Almost every parent in Singapore sends their children to tuition—that’s nothing new.
But they noticed that not all families can afford the rising fees from tuition centres, which contributes to unequal learning opportunities for students from different economic backgrounds.
At the moment, Alexander has taken a pause on his own studies to focus on their online tuition platform Cudy, where they hope to “democratise education”.
The pair has hired over 500 freelance tutors (and counting) to livestream tuition classes online, and recently raised funding to upgrade their services.
Munch
“What to eat ah?” is an oft-repeated question that Singaporeans exchange with one another.
SMU undergrads Earnest and Fuxing, both 24-years-old, decided to develop an app that uses artificial intelligence to solve this quintessential Singaporean problem.
They launched Munch in January this year, a platform that learns users’ personal preferences and delivers weekly curations of food suggestions made just for them.
To them, being in school while they started up wasn’t a bad thing.
In fact, it helped them out greatly as they managed to get a $10,000 grant and receive guidance to build Munch under SMU’s incubator programme.
BOW
Mandy was only 19 when she took a gap year after Junior College to create BOW, her own line of functional travel bags together with co-founder CK Koh.
Back in 2017, she shared how they survived an extremely tumultuous 12 months of R&D, disappointing trips to factories, drying up their savings, receiving negative feedback, and nearly throwing in the towel.
At the end of it, their efforts paid off in an extraordinary turn of events when their first product, Quiver, was fully funded on Kickstarter within just 3 days.
With her gap year fulfilled, Mandy enrolled into SMU, where she’s currently studying while she continues to manage BOW.
Kpop Kart
The Korean wave has hit global fans hard.

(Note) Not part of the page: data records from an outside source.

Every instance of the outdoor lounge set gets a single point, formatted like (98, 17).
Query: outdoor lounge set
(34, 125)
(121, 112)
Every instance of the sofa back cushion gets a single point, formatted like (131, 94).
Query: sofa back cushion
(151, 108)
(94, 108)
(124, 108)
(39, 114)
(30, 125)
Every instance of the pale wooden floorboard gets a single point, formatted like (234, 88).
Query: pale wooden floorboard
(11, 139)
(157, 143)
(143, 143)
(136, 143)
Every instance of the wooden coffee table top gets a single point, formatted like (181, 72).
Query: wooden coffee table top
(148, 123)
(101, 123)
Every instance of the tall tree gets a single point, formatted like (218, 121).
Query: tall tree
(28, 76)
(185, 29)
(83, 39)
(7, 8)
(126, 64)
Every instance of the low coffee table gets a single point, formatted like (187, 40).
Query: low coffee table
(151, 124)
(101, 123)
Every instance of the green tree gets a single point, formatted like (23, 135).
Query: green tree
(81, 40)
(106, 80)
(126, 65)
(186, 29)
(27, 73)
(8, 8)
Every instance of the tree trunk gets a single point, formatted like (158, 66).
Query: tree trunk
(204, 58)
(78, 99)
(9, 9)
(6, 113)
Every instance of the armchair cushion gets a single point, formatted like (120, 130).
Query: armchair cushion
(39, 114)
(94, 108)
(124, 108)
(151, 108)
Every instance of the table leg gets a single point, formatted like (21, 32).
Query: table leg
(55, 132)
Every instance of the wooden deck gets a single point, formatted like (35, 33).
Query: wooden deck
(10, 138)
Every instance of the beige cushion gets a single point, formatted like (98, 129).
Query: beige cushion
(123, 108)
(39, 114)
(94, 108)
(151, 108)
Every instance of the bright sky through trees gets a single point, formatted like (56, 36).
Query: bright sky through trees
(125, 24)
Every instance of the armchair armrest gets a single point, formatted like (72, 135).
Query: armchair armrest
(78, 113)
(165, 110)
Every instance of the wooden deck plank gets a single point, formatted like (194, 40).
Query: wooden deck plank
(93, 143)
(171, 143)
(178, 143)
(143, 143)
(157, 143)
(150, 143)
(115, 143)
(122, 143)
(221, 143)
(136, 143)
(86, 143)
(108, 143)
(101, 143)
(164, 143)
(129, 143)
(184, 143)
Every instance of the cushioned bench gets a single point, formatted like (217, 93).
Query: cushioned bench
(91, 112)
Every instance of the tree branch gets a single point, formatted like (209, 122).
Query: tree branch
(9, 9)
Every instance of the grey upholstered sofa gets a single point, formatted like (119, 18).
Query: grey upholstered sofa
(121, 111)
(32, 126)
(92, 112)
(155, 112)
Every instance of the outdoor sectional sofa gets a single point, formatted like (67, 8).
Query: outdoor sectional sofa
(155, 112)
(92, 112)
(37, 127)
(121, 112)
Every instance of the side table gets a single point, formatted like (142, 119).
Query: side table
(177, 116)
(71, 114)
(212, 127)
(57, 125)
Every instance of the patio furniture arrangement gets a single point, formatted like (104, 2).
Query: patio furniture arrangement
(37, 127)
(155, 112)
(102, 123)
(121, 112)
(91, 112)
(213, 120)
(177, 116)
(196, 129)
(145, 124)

While there are vast communities who spend lots of time and energy adoring their favourite idols, these three SMU students went further and turned their passion for K-pop into a business.
Founders of KpopKart Vera, Janessa and Moh Moh joined a hackathon in 2018, where they pitched their idea for a K-pop marketplace.
Back then, they got slammed down by judges who didn’t believe it was something needed.
But being in the scene themselves, they knew its problems, like the lack of regulation and the common scam risks that people encounter when buying fan-made merchandise.
As they built up credibility, they later won the grand prize at UNICON’s 2019 hackathon, and now sell products to over 20 countries.
Press release first released on Vulcan Post on 20 June 2019.